Ich hole etwas weiter aus. Das griechische Wort „téchne“ bezeichnet handwerkliche Fähigkeiten. Was in diesem Sinn „eine Kunst“ sei, ist Kunstfertigkeit, also Technik. Das hat nichts mit dem zu tun, was wir heute unter Kunst verstehen; im Sinne der Gegenwartskunst.

Dieses vielfältig Handwerkliche ist in der Antike unter den Artes mechanicae zusammengefaßt gewesen, was „Praktische Künste“ meinte.

Dem gegenüber waren die „Freien Künste“ (Artes liberales) als höherwertig angesehen. Polemisch verkürzt: Freie Künste galten als etwas, womit sich „Freie Männer“ befaßt haben. Sie mußten in der Logik damaliger Gesellschaften selbstverständlich höher eingestuft werden als die Sklavenarbeit der Handwerker. Die soziale Kluft zwischen diesen Milieus war unermeßlich groß.
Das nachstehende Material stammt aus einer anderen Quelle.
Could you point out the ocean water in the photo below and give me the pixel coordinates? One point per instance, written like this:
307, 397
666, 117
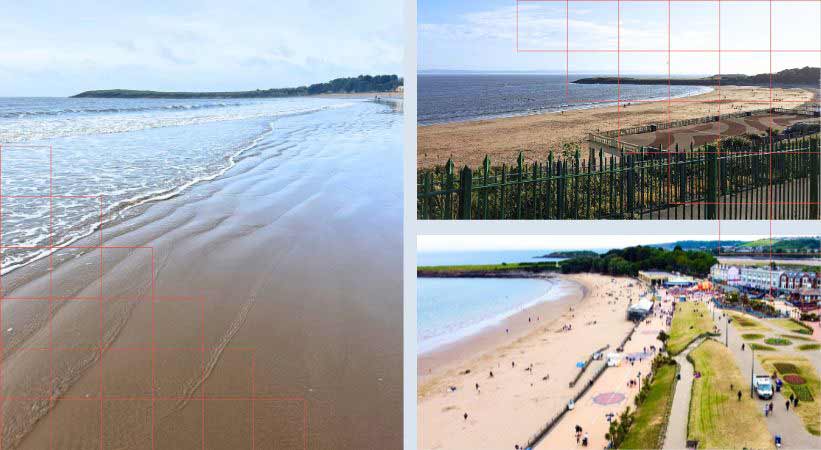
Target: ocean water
463, 97
449, 258
450, 309
98, 158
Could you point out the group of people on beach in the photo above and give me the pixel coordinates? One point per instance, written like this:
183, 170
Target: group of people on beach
582, 437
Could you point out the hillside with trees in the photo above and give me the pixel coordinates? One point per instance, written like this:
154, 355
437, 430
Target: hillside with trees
631, 260
360, 84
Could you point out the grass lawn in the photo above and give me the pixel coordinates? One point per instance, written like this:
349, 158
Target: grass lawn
789, 325
651, 417
766, 348
743, 322
809, 347
690, 320
778, 341
752, 336
717, 418
796, 337
809, 404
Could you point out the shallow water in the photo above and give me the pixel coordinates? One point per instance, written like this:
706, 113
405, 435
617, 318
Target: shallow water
449, 309
107, 155
296, 254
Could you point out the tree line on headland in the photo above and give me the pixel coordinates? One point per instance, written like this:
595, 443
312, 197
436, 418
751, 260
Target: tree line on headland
627, 261
630, 260
362, 83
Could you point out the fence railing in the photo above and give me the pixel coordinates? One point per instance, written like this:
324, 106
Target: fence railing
763, 181
809, 109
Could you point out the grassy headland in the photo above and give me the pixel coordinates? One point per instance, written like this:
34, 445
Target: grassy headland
718, 419
628, 261
689, 321
650, 420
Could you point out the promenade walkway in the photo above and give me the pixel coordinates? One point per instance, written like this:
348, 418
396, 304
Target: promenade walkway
676, 437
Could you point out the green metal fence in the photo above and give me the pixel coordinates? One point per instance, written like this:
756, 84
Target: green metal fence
761, 182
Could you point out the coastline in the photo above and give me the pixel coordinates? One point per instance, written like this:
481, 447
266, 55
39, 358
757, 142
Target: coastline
467, 143
432, 362
227, 313
582, 106
519, 398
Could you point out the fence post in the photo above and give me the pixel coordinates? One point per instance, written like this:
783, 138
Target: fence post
548, 183
519, 184
711, 196
465, 187
631, 185
486, 168
449, 186
815, 168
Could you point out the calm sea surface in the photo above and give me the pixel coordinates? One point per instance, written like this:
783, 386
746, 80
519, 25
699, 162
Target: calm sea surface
464, 97
481, 257
112, 154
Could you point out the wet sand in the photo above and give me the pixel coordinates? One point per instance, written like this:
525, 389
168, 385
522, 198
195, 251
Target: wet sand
278, 281
512, 405
536, 135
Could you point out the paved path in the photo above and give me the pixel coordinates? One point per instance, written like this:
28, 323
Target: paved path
676, 437
787, 424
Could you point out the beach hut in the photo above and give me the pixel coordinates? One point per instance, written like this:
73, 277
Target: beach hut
613, 359
640, 309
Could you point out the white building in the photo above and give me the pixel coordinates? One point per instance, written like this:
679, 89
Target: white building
752, 277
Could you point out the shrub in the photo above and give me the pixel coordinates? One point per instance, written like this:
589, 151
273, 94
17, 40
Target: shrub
802, 392
761, 347
785, 368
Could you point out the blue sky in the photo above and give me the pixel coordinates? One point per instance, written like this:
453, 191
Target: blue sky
59, 48
481, 35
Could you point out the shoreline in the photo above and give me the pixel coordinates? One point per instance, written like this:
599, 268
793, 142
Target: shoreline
531, 371
213, 267
434, 361
536, 135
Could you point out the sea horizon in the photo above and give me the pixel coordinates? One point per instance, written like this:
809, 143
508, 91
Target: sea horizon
470, 96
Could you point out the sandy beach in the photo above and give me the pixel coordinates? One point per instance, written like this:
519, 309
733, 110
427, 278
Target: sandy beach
531, 371
535, 135
261, 309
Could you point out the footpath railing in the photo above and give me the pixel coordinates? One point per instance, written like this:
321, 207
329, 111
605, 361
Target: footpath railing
555, 419
760, 182
610, 138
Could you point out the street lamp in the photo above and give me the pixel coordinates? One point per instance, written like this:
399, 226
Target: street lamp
752, 363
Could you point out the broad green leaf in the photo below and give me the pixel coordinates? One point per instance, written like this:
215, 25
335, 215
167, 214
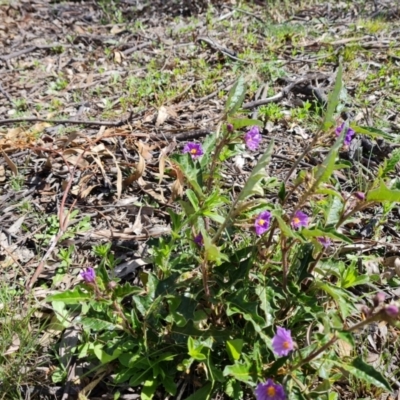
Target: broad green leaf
149, 388
286, 230
346, 336
241, 123
202, 394
191, 172
314, 233
366, 373
384, 194
74, 296
344, 300
234, 348
333, 101
103, 356
325, 170
212, 252
124, 290
334, 210
96, 324
236, 96
241, 372
252, 185
169, 384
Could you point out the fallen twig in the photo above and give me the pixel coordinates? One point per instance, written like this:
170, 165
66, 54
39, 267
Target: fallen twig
68, 121
278, 97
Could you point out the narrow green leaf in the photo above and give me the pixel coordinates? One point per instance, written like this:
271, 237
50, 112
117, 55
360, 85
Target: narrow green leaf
236, 96
74, 296
366, 373
96, 324
333, 101
193, 199
252, 185
374, 133
202, 394
384, 194
241, 123
234, 348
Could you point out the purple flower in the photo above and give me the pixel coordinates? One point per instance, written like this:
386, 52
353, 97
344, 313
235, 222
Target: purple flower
379, 298
360, 195
194, 149
392, 310
349, 134
299, 219
324, 241
270, 391
89, 276
253, 138
282, 342
262, 222
198, 239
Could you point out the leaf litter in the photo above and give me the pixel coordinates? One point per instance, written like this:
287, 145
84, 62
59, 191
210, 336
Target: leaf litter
129, 94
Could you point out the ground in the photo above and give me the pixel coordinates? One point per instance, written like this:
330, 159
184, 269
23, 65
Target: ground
94, 96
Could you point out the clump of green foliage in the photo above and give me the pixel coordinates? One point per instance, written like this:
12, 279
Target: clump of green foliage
235, 269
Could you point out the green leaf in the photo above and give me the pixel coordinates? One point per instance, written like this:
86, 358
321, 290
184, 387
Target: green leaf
390, 163
234, 348
193, 199
366, 373
241, 123
373, 132
202, 394
212, 252
103, 356
96, 324
236, 96
325, 170
252, 185
333, 101
241, 372
314, 233
334, 210
191, 172
74, 296
124, 290
384, 194
149, 388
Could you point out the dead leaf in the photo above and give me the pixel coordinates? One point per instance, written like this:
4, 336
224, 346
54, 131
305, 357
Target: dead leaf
10, 164
163, 157
119, 175
139, 170
14, 346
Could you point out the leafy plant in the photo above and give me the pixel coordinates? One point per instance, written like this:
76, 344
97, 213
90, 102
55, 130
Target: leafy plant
208, 310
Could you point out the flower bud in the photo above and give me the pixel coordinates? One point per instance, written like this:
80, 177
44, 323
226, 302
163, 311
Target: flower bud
360, 195
111, 285
378, 299
392, 310
366, 311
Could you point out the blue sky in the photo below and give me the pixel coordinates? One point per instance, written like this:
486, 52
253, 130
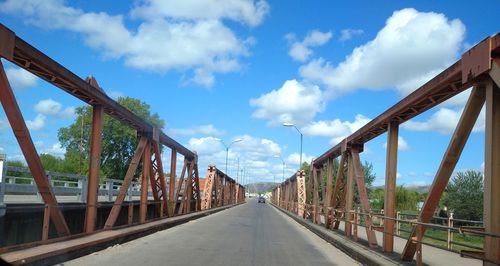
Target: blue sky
239, 69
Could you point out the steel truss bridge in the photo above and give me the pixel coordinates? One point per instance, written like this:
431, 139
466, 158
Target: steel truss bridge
327, 203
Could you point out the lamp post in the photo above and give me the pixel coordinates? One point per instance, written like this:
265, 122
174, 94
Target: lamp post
279, 157
301, 137
227, 148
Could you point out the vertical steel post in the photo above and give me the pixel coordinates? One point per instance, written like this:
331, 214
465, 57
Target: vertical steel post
23, 137
171, 186
115, 210
450, 159
327, 201
492, 174
390, 185
349, 187
46, 222
95, 164
363, 197
146, 164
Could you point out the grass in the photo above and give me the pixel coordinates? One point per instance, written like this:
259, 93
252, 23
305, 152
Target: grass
439, 238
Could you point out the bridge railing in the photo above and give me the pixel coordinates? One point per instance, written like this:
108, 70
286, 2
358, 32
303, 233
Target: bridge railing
63, 184
179, 196
478, 69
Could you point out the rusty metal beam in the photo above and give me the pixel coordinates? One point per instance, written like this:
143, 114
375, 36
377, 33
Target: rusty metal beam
159, 177
349, 196
339, 183
450, 159
171, 186
327, 201
450, 82
492, 175
146, 165
95, 164
19, 52
23, 137
390, 185
363, 197
115, 210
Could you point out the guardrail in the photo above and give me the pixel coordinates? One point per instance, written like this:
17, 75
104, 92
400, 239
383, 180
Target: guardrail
63, 184
404, 224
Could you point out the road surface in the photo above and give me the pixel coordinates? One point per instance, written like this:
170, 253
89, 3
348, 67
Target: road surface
249, 234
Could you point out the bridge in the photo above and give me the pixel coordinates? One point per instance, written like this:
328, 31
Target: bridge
307, 221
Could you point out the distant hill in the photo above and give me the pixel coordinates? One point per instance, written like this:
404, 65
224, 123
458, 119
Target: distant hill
261, 187
420, 189
417, 188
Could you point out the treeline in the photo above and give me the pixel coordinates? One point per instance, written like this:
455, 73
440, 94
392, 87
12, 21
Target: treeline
463, 195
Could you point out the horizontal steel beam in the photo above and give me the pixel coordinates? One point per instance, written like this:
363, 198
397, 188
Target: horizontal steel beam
220, 173
19, 52
450, 82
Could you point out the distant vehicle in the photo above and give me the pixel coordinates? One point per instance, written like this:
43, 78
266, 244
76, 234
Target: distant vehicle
262, 199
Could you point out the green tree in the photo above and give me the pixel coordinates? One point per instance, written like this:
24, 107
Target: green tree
118, 140
406, 199
367, 172
464, 195
51, 162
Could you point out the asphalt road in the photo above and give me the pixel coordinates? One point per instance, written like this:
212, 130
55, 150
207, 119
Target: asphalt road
249, 234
Rechtfertigt das heute noch ein Herabsehen auf körperliche Arbeit? Würde die immer noch nachweisbare Abschätzigkeit gegenüber „Hacklern“, Handwerkern, in weiten Bereichen unserer Alltagskultur nicht energische Einwände erfordern?


Round Table beim Kunstsymposion


Unsere Praxis der Kulturarbeit zeigte in den letzten Jahren der Projekte von Kunst Ost, daß in einer konsequenten Auseinandersetzung mit ausgezeichneten Handwerken an ihnen eine Intellektualität erlebbar ist, die jener von Kunstschaffenden nichts nachsteht.